Internationally, patients with asthma have a diverse set of barriers to asthma medication adherence. Lack of knowledge about asthma and belief about consequences were the most frequently reported barriers across all countries.The relative prevalence of barriers due to social influences was more commonly reported in high-income countries with universal health care, whereas environmental consequences and resources were more commonly reported in high-income countries without universal health care. These findings highlight the diversity in barriers to adherence in various countries, the need for interventions targeting multiple barriers to adherence, and the tailoring of intervention to the unique distribution of barriers based on the person’s sociopolitical context.
Supplementary Material
What is already known about this topic?
Internationally, adult patients with asthma have poor asthma medication adherence.
What does this article add to our knowledge?
This article describes the diverse reasons for asthma medication adherence reported by patients around the world and how they may change based on the sociopolitical context in which patients live.
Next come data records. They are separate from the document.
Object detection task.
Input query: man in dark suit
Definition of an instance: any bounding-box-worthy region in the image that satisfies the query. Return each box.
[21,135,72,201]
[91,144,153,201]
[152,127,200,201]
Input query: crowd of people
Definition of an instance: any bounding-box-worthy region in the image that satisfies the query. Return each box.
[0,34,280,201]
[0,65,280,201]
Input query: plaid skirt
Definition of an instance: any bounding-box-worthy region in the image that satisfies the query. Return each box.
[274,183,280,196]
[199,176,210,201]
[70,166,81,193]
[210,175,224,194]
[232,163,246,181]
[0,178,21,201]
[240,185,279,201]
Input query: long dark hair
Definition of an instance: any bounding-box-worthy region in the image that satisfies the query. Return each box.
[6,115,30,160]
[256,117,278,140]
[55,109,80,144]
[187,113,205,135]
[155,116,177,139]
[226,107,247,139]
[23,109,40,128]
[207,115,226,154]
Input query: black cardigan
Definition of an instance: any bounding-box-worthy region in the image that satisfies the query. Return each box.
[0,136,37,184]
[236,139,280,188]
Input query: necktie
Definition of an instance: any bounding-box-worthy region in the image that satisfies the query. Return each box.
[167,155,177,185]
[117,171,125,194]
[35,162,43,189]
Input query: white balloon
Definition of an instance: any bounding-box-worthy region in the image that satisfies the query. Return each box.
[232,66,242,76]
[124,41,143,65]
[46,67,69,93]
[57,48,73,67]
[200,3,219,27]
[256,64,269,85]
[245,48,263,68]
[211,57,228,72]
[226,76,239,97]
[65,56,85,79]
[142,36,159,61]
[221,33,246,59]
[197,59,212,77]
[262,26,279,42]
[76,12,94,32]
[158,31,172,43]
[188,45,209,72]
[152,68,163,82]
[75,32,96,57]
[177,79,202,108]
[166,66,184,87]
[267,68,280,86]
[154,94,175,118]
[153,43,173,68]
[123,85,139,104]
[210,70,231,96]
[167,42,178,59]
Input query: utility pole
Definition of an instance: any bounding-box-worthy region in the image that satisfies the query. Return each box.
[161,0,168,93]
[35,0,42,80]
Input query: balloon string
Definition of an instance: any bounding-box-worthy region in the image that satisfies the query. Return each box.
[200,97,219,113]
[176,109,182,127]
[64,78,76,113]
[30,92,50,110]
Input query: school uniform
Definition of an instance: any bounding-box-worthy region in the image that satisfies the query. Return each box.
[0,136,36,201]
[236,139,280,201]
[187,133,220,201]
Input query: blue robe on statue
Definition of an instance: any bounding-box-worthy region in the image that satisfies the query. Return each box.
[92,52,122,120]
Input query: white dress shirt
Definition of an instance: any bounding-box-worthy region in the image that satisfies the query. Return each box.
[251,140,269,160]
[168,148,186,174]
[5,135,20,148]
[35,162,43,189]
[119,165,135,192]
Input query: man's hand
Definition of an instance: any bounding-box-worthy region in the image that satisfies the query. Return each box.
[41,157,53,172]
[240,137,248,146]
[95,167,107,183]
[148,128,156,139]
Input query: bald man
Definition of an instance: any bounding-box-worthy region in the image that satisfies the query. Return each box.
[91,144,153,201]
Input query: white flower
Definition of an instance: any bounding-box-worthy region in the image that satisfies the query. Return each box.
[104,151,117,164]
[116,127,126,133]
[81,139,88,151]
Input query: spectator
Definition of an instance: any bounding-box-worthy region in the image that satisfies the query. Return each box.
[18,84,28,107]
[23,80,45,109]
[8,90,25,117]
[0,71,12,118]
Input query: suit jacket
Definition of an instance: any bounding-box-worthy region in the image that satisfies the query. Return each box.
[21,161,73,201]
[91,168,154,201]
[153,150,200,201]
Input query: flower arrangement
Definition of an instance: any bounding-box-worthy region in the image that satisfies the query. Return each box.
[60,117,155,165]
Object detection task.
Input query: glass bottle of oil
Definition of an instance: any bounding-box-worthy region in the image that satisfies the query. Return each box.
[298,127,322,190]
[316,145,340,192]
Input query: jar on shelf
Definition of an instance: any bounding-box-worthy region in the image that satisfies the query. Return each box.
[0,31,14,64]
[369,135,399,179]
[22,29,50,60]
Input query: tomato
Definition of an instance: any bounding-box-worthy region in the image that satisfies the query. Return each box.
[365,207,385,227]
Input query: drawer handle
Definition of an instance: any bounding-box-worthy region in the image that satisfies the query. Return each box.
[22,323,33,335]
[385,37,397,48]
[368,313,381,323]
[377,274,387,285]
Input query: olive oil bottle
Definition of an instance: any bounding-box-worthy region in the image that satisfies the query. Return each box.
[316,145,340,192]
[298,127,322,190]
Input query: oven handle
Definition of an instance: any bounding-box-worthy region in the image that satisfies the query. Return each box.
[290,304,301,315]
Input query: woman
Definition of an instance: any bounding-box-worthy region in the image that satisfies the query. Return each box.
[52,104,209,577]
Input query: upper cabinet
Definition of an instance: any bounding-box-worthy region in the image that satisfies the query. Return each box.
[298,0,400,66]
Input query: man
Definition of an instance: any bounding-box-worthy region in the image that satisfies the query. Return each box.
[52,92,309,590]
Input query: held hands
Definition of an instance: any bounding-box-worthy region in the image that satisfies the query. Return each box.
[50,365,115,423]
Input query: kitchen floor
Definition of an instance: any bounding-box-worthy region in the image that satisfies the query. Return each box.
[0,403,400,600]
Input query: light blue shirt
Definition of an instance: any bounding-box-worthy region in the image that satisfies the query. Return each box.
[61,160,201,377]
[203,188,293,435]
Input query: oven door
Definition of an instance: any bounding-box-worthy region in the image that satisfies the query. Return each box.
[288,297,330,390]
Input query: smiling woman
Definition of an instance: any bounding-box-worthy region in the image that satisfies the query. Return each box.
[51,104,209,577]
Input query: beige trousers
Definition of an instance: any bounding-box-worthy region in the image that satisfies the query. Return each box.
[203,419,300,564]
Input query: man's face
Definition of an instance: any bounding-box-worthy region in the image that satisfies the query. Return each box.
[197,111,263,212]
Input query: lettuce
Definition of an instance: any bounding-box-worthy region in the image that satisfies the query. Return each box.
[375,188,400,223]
How does this study impact current management guidelines?
On the basis of the findings of this study, providers should inquire about a broad set of reasons for asthma medication nonadherence with focus on the most common barriers reported in a particular country.
Acknowledgments
This study was supported by Duke University School of Medicine Institutional Support.
Abbreviations used
- CINAHL
Cumulative Index to Nursing and Allied Health Literature
- EMBASE
Excerpt Medical Database
- SMART
Single maintenance and reliever therapy
- TDF
Theoretical Domains Framework
- WHO
World Health Organization
- WOS
Web of Science
Footnotes
Conflicts of interest: The authors declare that they have no relevant conflicts of interest.